Let’s use the QQQs, and you can see that Nasdaq (the QQQs) went plop.

Then there is sentiment. The put/call ratio was .74 for the second straight day. That doesn’t tend to occur much these days. Yet using this metric, folks are quite bullish.

Using the Investors’ Intelligence Bull/Bear ratio, we find it is now at 3.99. No, it hasn’t gotten over that 4.0 level I keep harping about, but it’s awfully close. The last time it got over this level was the final week of October, and we know what transpired in November (you can see it on the chart of the QQQs above).

The time prior to that was July of 2024. Wait, didn’t we just look at the summer of 2024 above? Look at that chart of the QQQs again. July saw a swoon, then there was that early August run-up of seven green days, and then back down again.

You know what else happened in the summer of 2024? The Dollar was quite weak.
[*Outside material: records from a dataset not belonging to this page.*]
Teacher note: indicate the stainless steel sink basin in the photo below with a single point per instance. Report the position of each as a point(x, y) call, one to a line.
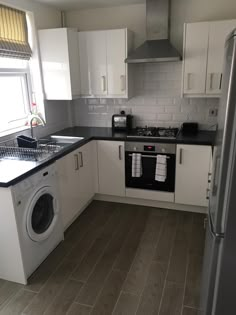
point(60, 140)
point(65, 139)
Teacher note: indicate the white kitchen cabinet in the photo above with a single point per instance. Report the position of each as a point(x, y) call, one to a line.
point(60, 63)
point(192, 174)
point(204, 56)
point(103, 70)
point(195, 57)
point(76, 182)
point(111, 168)
point(218, 32)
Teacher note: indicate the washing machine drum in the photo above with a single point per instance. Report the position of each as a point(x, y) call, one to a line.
point(42, 215)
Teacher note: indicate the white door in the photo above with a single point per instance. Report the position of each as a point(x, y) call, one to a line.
point(68, 171)
point(84, 64)
point(86, 182)
point(97, 62)
point(116, 66)
point(218, 32)
point(111, 168)
point(192, 173)
point(195, 58)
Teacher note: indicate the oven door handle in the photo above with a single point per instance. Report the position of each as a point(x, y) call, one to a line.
point(150, 156)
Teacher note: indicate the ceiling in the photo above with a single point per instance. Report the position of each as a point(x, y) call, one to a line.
point(87, 4)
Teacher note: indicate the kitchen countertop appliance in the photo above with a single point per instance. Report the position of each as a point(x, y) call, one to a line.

There is one more thing I’d like to point out. While Nasdaq has been on a tear of six straight green days (thanks to the mega caps coming back into vogue), the 493 have been red for three of the last five trading days. And it is the 493 where I expected the overbought condition to take hold.

We all like a winner. I know I will be sad when St Louis University’s streak comes to an end, but it seems to me the longer these streaks go on, the more vulnerable they are.